Dalam perbincangan yang hangat dan penuh insight, Ayit menjelaskan secara mendalam mengenai Teknik Perancangan Mekanik, termasuk peran pentingnya dalam industri manufaktur. Teknik Perancangan Mekanik berfokus pada pengembangan desain produk, analisis kekuatan material, hingga implementasi teknologi manufaktur dalam proses produksi,” ungkapnya.
Lebih lanjut, Ayit juga mengupas perbedaan antara jenjang Diploma dan Sarjana. Menurutnya, pendidikan Diploma III lebih menekankan keterampilan praktis dengan komposisi 70% praktik dan 30% teori.
“Lulusan Diploma III di Polman Babel sudah dibekali keterampilan yang siap diterapkan langsung di dunia industri,” tambahnya.
Podcast ini juga mengupas berbagai keunggulan yang dimiliki oleh Program Studi TPcM. Salah satunya adalah sistem pembelajaran berbasis proyek dan keterlibatan mahasiswa dalam berbagai kompetisi teknik nasional maupun internasional.
“Kami terus mendorong mahasiswa untuk aktif dalam proyek-proyek inovatif, sehingga saat lulus mereka tidak hanya siap kerja tetapi juga memiliki pengalaman yang kompetitif,” ucapnya.
Selain itu, TPcM Polman Babel telah mengantongi akreditasi unggul, yang menegaskan kualitas pendidikan dan daya saing lulusannya. Keunggulan ini semakin diperkuat dengan adanya kolaborasi industri yang memungkinkan mahasiswa mendapatkan pengalaman kerja sejak dini.
Menariknya, podcast ini juga membahas tantangan dan peluang lulusan TPcM dalam dunia kerja. Menurut Ayit, lulusan program ini banyak terserap di berbagai sektor industri, mulai dari manufaktur, otomotif, hingga perancangan produk berbasis teknologi tinggi.
“Banyak alumni kami yang saat ini berkarier di perusahaan besar, bahkan ada yang melanjutkan pendidikan ke jenjang lebih tinggi,” ujarnya.
Di sela-sela obrolan, Ayit juga menekankan pentingnya interpersonal skill bagi mahasiswa TPcM. “Kemampuan teknis memang utama, tapi soft skill seperti komunikasi, kerja tim, dan problem-solving juga sangat penting dalam dunia kerja,” tegasnya.
Sementara itu, Ketua Tim Podcast Polman Babel, Olan Romdhani, S.E., saat ditemui pada Jumat (14/03/2025), mengungkapkan bahwa kegiatan ini mendapat respons positif dari mahasiswa dan calon mahasiswa yang tertarik mendalami dunia perancangan mekanik. Menurutnya, format diskusi yang santai namun tetap informatif membuat topik yang dibahas lebih mudah dipahami, sekaligus membuka wawasan tentang prospek program studi ini," tuturnya.

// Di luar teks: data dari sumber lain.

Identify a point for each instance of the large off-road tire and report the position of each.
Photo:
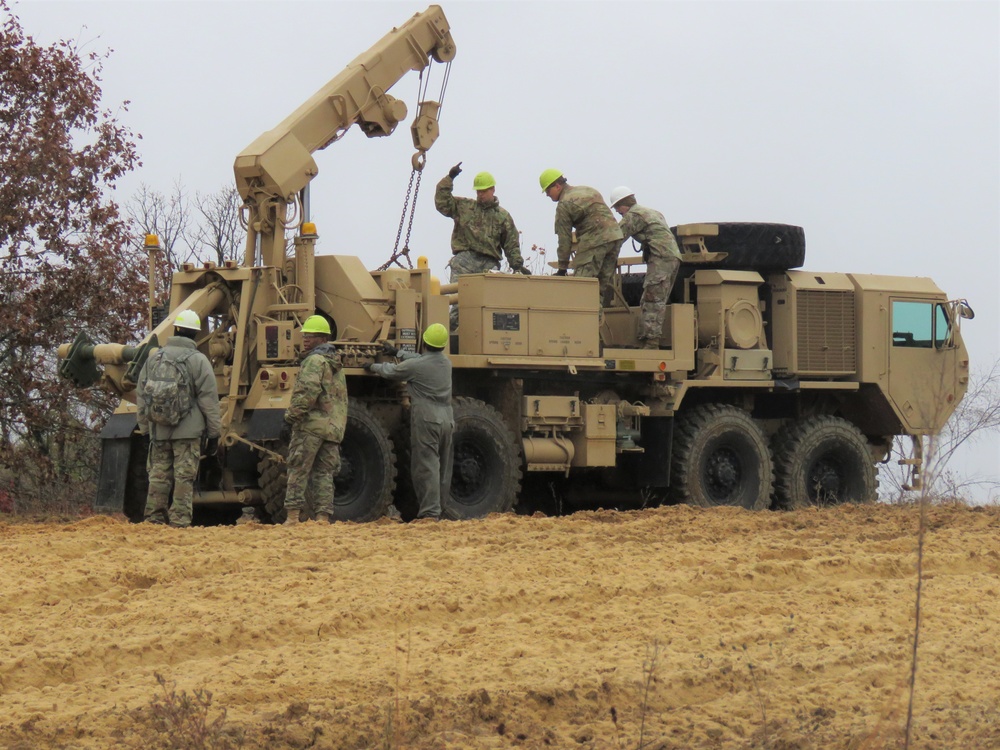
(822, 461)
(367, 480)
(752, 246)
(486, 477)
(721, 457)
(362, 490)
(272, 479)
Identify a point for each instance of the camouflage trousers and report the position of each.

"Melalui acara seperti ini, Polman Babel terus menghadirkan informasi yang transparan dan menarik bagi masyarakat. Kami berharap podcast ini menjadi jembatan bagi calon mahasiswa untuk lebih mengenal dunia teknik perancangan mekanik serta memilih jalur pendidikan yang sesuai dengan passion dan kebutuhan industri," ujarnya.
Seiring dengan pesatnya perkembangan teknologi dan tuntutan industri, lulusan Teknik Perancangan Mekanik diharapkan mampu menjadi inovator dan problem solver di dunia manufaktur.
"Olan menambahkan, podcast ini menjadi bukti nyata bahwa pendidikan vokasi memiliki peran strategis dalam mencetak tenaga kerja yang berkompeten," jelas Olan.